An overview of the TOEFL test
The Test of English as a Foreign Language (TOEFL) measures your English skills by testing reading, writing, listening, and now, in most locations, speaking. The TOEFL test is offered in 180 countries around the globe.
If you're a non-native English speaker at the 11th-grade or above level, planning to attend college or graduate school in the United States, chances are you need to take the TOEFL. More than 6,000 colleges and universities worldwide require the TOEFL test as part of your application. It is designed to evaluate your mastery of the English language and your ability to be successful in an English-speaking academic environment.
The original TOEFL was a paper and pencil test. Gradually, the TOEFL Paper-based Test (PBT) was joined by the computer-based version, the CBT. Until 2005, the TOEFL was administered primarily as the CBT. Since then a new version of the test, the Internet-based test (TOEFL iBT), was introduced and is being integrated worldwide. Depending upon your testing location, the TOEFL will be administered in either iBT or PBT format. The CBT version is no longer offered.
Replacing the PBT, the TOEFL iBT has a format that includes an emphasis on your speaking ability. The new test includes voice-recording technology that more effectively measures your ability to both understand and to speak English. Because effective communication includes many skills, the iBT introduces the concept of "integrated questions" that combine multiple language skills. The new test is a better evaluation tool for assessing your overall communication skills in the English language.
After spending hours or days in TOEFL preparation, you will be anxious to get the results of the test. English-language skills were tested in many locations the day you tested and you will, of course, have to be patient. Your TOEFL score will arrive in the mail. However, if you took the PBT, you can pay an additional fee and get your scores earlier by touch-tone phone. Or, if you took the TOEFL iBT, you will be able to retrieve your scores online. The ETS Web site provides detailed information regarding the dates on which your TOEFL score will be mailed and when it will be made available online or by phone.
A brief look at the TOEFL iBT
The Internet-based TOEFL has four sections: reading, listening, speaking, and writing.
- Reading: students will read three to five passages and then answer questions that test their ability to analyze and understand the passages.
- Listening: students will listen to two to three conversations and four to six lectures. Questions will test the students' ability to understand the content of these recordings and interpret the meanings and attitudes of the speakers.
- Speaking: students will complete six tasks, some of which will require them to respond to reading or listening material. Students will be evaluated on topic development, speaking delivery, and use of language.
- Writing: students will complete two tasks, one of which will require them to respond to reading and listening material and one of which will require them to respond to a topic using their personal knowledge and experience. Students will be evaluated based on their understanding of the material, and the organization and development of their writing.
|Test Section||Number of Questions||Allotted Time|
|Reading||36 to 70||60 to 100 min|
|Listening||34 to 51||60 to 90 min|
|Speaking||6 tasks||20 min|
|Writing||2 tasks||50 min|
A brief look at the TOEFL PBT
The Paper-based TOEFL has three sections: reading comprehension, structure and written expression, and listening comprehension. It also contains a writing portion, known as the Test of Written English.
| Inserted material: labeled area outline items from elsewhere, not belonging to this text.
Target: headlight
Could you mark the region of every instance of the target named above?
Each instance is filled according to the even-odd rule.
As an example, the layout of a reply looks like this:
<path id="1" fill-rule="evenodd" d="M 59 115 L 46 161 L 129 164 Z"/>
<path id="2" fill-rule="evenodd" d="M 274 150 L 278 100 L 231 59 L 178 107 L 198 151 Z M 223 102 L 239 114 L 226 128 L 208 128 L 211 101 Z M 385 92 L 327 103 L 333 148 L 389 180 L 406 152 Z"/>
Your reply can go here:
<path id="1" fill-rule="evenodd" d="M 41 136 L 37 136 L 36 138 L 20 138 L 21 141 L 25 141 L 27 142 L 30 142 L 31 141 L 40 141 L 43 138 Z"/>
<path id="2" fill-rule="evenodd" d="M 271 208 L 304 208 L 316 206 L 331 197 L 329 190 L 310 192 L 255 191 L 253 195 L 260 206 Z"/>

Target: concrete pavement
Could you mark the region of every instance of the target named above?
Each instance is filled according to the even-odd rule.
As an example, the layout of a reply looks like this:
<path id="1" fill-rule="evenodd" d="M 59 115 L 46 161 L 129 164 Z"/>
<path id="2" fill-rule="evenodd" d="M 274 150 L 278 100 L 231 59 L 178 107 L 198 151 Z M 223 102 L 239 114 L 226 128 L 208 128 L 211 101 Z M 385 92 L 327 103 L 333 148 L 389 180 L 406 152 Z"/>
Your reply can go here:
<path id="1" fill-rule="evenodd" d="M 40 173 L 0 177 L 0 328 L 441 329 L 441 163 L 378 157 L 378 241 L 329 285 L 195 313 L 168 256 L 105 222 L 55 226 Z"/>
- Reading Comprehension: students will read several passages and answer questions about them. They will be tested on their ability to understand and analyze the information in the passages and their ability to understand the meanings of specific words as they are used in the passages.
- Structure and Written Expression: students will be tested on their ability to recognize structural and grammatical errors in sentences and on their ability to select the proper word or phrase to fill in the blank in a sentence.
- Listening Comprehension: students will listen to both short and long conversations and speeches and then answer questions about the recordings. This section tests students' ability to understand spoken English, including vocabulary, idiomatic expressions, and grammatical constructions.
- Test of Written English: students will write an essay in response to a given topic and be evaluated on the development, organization, language, and grammar of their writing.
|Test Section||Number of Questions||Allotted Time|
|Reading Comprehension||50||55 min|
|Structure and Written Expression||40||25 min|
|Listening Comprehension||50||30 to 40 min|
|Test of Written English||1 topic||30 min|
TOEFL test dates, locations, and registration
The TOEFL test is given at a variety of times throughout the year, and at some 4,500 locations around the world. Some locations offer the iBT version and other locations offer the PBT version. To find the most up-to-date information about testing dates and locations, you should visit the TOEFL Web site at www.toefl.org. Registration for the TOEFL PBT can be done online or by mail. You can register for the TOEFL iBT online, by phone, by mail, or in person at TOEFL Resource Centers.